– INSIGHT –
Plus ça change…..
Par Simone Rodan-Benzaquen.
Il y a quelques jours, en écoutant un podcast de Candace Owens, figure de proue de la droite woke américaine, j’ai eu une impression de déjà-vu. Owens s’en prenait à l’Ukraine avec une ferveur quasi religieuse : un repaire de corruption, un jouet des élites mondialistes, un gouffre financier imposé aux contribuables américains.
Ce n’était pas tant son argumentaire qui m’interpellait que sa certitude absolue, son refus d’envisager l’Ukraine autrement qu’en incarnation du mal. Et puis, soudain, tout s’est éclairci : ce discours, je l’avais déjà entendu. L’Ukraine, pour la droite woke, est ce qu’Israël est pour la gauche woke.
On parle beaucoup de la gauche woke en France, cette idéologie qui divise le monde en oppresseurs et opprimés, qui réduit l’histoire à une suite de crimes commis par les premiers et de victimes sanctifiées chez les seconds. On parle moins de la montée d’une droite woke, qui applique la même grille de lecture inversée.
Cette droite ne défend pas seulement des valeurs traditionnelles, elle se vit en croisade. Elle place le ressentiment identitaire, la conscience ethnique et l’instinct tribal au cœur de sa vision du monde. Persuadée d’être assiégée par des élites malveillantes, elle dénonce un monde où les Blancs, les chrétiens, les hommes et les hétérosexuels seraient devenus les nouvelles victimes d’un ordre hostile. Là où la gauche woke voit une oppression systémique exercée par les dominants, la droite woke dénonce un “Grand Remplacement” orchestré par une élite cosmopolite. L’une rêve de pureté raciale et genrée, l’autre de pureté nationale. Dans les deux cas, il ne s’agit pas de penser, mais d’exorciser.
C’est ce mécanisme que j’ai reconnu dans la rhétorique d’Owens.

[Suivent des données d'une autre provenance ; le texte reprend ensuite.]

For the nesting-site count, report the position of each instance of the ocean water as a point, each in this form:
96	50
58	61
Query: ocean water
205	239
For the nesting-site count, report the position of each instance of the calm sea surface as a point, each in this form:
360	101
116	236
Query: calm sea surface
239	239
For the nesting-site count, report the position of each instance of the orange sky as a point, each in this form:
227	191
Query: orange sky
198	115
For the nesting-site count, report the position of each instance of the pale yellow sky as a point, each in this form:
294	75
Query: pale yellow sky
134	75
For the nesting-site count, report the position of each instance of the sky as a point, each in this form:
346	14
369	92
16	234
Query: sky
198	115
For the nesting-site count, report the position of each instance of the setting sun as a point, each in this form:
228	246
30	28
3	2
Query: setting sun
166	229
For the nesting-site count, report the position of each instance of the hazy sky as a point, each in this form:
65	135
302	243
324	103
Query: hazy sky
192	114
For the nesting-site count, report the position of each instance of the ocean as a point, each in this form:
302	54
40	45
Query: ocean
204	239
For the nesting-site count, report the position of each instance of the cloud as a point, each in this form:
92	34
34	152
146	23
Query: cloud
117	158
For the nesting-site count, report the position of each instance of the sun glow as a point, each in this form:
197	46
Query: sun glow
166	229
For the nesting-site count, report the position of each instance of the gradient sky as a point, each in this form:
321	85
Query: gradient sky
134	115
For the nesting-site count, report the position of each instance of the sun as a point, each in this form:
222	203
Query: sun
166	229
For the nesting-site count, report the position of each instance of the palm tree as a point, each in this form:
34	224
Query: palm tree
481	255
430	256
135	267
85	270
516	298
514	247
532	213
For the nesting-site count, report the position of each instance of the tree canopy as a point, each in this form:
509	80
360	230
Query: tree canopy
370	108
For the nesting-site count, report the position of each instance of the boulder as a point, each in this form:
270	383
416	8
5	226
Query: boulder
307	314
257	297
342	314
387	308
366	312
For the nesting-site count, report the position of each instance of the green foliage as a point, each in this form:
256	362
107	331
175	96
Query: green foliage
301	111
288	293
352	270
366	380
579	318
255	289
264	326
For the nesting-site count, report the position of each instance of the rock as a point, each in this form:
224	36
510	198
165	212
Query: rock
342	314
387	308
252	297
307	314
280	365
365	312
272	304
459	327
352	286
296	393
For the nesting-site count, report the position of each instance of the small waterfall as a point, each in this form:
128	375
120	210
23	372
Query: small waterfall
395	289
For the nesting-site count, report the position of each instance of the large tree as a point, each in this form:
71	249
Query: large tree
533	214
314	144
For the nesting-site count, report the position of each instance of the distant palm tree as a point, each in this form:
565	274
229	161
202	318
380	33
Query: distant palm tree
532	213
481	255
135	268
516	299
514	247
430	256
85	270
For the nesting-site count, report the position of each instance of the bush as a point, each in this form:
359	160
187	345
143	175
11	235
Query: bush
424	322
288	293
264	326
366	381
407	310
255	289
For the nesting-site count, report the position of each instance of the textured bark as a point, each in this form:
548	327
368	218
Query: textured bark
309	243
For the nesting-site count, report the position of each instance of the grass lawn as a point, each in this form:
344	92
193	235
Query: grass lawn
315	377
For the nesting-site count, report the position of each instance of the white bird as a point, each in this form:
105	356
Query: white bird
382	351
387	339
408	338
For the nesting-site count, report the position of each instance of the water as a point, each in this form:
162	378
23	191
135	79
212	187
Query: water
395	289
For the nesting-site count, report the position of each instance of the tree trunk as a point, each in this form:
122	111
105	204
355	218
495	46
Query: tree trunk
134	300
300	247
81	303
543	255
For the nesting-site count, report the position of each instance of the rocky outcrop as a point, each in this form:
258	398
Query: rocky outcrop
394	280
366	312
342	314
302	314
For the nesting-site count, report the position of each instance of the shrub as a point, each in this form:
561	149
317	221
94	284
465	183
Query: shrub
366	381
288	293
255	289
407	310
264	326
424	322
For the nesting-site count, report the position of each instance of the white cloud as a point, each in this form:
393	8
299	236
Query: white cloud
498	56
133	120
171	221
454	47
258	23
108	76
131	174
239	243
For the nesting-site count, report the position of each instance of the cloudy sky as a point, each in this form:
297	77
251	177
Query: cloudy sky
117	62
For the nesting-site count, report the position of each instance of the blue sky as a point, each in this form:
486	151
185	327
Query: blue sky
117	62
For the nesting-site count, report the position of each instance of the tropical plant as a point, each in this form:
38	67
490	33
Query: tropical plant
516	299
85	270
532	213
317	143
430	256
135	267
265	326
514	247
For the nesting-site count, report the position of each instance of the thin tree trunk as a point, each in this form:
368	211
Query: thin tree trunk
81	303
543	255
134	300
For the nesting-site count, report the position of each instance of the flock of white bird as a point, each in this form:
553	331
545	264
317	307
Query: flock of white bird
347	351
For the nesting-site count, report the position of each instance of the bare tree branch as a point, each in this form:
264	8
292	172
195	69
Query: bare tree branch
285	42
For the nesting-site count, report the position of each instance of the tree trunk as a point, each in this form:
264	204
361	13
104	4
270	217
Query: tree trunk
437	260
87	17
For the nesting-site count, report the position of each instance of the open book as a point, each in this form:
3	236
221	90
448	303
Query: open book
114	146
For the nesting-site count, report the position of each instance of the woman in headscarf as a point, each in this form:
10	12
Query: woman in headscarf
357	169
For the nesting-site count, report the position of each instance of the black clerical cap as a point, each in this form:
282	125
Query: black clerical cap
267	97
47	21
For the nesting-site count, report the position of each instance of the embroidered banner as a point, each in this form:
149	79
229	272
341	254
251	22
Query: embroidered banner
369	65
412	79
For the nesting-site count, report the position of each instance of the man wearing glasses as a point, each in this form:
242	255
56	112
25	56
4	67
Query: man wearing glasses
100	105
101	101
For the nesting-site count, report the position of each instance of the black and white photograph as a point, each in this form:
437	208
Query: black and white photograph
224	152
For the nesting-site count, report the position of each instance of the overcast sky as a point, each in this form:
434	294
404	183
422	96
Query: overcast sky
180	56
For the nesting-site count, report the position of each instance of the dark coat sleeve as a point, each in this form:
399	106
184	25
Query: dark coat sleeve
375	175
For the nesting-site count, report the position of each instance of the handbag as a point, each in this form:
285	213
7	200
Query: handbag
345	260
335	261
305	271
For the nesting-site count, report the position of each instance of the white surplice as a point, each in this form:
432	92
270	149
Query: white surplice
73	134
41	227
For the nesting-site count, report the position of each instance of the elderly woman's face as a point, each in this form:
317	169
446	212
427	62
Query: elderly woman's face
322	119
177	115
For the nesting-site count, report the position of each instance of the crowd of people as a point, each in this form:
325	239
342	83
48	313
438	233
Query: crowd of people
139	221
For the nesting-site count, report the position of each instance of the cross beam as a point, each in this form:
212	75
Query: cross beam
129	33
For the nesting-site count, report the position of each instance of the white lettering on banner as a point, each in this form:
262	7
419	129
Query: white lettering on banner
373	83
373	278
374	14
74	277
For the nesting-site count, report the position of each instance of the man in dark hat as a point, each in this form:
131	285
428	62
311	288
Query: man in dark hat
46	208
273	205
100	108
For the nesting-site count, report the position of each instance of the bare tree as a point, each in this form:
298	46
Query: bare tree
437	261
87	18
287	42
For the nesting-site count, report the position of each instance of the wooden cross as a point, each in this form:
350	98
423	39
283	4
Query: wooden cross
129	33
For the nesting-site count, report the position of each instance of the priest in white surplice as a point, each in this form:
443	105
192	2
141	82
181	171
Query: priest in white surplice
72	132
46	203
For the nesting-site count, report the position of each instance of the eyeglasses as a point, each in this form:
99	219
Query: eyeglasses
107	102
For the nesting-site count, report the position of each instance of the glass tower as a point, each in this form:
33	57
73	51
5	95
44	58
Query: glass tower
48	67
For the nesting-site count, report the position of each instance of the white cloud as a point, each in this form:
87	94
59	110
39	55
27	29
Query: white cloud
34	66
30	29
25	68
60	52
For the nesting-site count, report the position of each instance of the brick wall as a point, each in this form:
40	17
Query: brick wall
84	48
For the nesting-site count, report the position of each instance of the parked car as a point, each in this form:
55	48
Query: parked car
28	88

Pour la droite woke, l’Ukraine n’est pas un pays en guerre, c’est une mise en scène, une arnaque montée par des élites cachées pour détourner l’argent du “peuple”. Pour la gauche woke, Israël n’est pas une nation, mais une excroissance impérialiste, un État colonial à éradiquer.

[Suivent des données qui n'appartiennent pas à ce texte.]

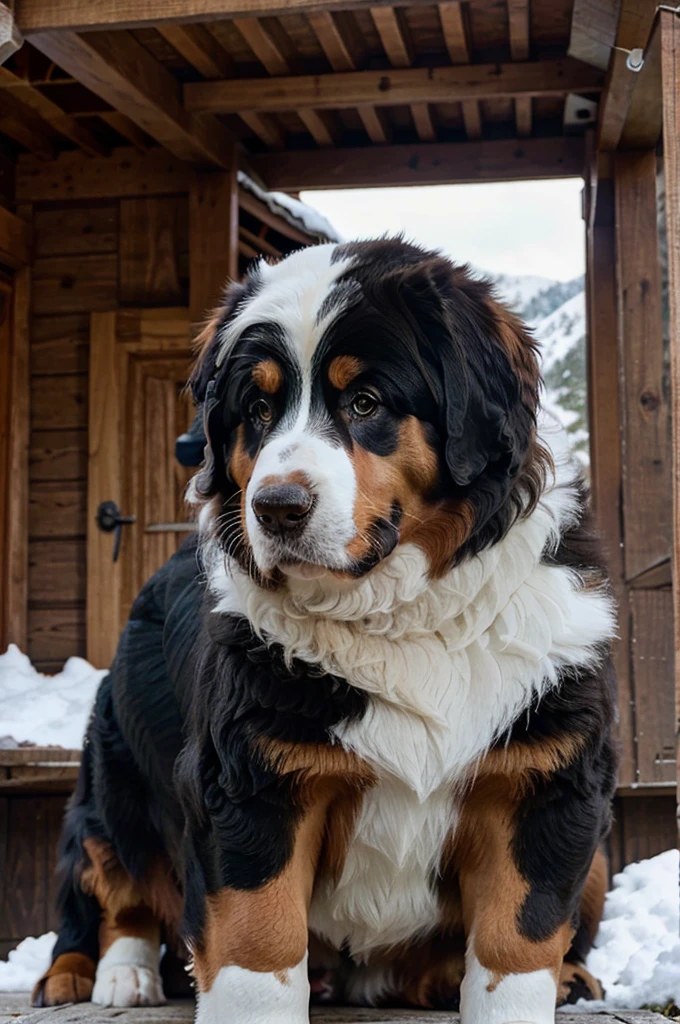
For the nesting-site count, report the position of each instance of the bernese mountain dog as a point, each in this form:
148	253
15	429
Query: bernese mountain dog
357	736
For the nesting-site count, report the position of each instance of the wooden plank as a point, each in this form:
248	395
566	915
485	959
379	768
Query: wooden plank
671	85
125	173
651	655
57	455
46	109
635	24
646	417
73	230
56	571
213	240
57	509
75	284
198	45
16	532
127	128
519	34
440	164
426	85
19	124
42	15
103	483
594	26
118	69
55	634
58	402
605	441
337	37
151	242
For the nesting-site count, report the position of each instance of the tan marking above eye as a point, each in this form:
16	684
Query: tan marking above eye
343	370
268	376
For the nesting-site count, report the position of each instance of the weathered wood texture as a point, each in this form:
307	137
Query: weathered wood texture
646	414
12	1005
671	80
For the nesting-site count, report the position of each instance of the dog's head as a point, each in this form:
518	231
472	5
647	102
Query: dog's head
359	396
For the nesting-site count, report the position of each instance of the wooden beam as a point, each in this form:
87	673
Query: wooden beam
670	26
594	31
338	42
506	160
15	240
75	15
127	128
213	240
200	48
637	17
119	70
66	125
519	34
605	440
645	410
125	173
22	125
409	85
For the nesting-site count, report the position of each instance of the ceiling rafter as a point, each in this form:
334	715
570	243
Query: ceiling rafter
408	85
117	68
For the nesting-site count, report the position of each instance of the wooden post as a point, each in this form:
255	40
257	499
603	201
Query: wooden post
646	421
213	239
14	414
671	90
604	422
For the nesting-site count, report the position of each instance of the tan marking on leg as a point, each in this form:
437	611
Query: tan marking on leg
70	979
265	930
268	376
592	900
343	370
119	894
574	979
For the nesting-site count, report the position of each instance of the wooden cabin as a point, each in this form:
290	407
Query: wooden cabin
139	143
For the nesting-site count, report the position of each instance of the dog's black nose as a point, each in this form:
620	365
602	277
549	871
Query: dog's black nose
283	508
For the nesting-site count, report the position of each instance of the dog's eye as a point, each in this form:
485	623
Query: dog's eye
261	412
364	403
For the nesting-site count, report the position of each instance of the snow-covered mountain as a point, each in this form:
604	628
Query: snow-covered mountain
556	311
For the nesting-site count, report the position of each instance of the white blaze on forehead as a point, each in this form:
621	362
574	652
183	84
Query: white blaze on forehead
291	295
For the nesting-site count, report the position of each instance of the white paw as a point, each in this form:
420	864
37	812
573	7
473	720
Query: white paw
127	985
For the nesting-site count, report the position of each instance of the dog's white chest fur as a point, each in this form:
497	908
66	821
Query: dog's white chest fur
448	667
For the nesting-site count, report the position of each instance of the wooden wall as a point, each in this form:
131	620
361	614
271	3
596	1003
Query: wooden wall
89	256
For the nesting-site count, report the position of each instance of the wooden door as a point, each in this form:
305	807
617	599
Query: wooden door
139	364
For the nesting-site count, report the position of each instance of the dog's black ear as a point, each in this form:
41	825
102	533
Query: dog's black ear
207	343
485	369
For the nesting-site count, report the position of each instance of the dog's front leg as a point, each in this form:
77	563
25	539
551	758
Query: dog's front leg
251	958
520	882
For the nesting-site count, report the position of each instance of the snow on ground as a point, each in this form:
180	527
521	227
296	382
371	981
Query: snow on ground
637	950
636	954
47	711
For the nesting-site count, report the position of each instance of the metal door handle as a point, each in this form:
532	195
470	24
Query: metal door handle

Dans les deux cas, ces pays cessent d’exister en tant que réalités politiques et historiques. Ils deviennent des concepts à abattre. Et, inévitablement, la rhétorique glisse vers l’antisémitisme.
Car ce n’est pas un hasard.
Aux extrêmes, on retrouve les mêmes obsessions et les mêmes figures. Candace Owens, Tucker Carlson, Joe Rogan d’un côté ; Ilhan Omar, Linda Sarsour, Cornel West de l’autre. Chacun persuadé que le monde est dirigé par une cabale, que les forces du mal ont un visage identifiable – et qui, au bout du compte, finit toujours par être le même.
Pour la gauche woke, Israël est un oppresseur blanc et colonial par essence, indépendamment des faits. Pour la droite woke, l’Ukraine est une marionnette des globalistes, une guerre fabriquée par des élites occultes. Dans les deux cas, la réalité s’efface devant un récit manichéen où les Juifs finissent toujours par être les coupables.
Rien de tout cela n’est nouveau.
Les Juifs ont toujours été accusés de tout et de son contraire. Nationalistes fanatiques ou apatrides cosmopolites. Capitalistes ultimes pour les socialistes, socialistes ultimes pour les capitalistes. La grille d’analyse change, la cible reste la même.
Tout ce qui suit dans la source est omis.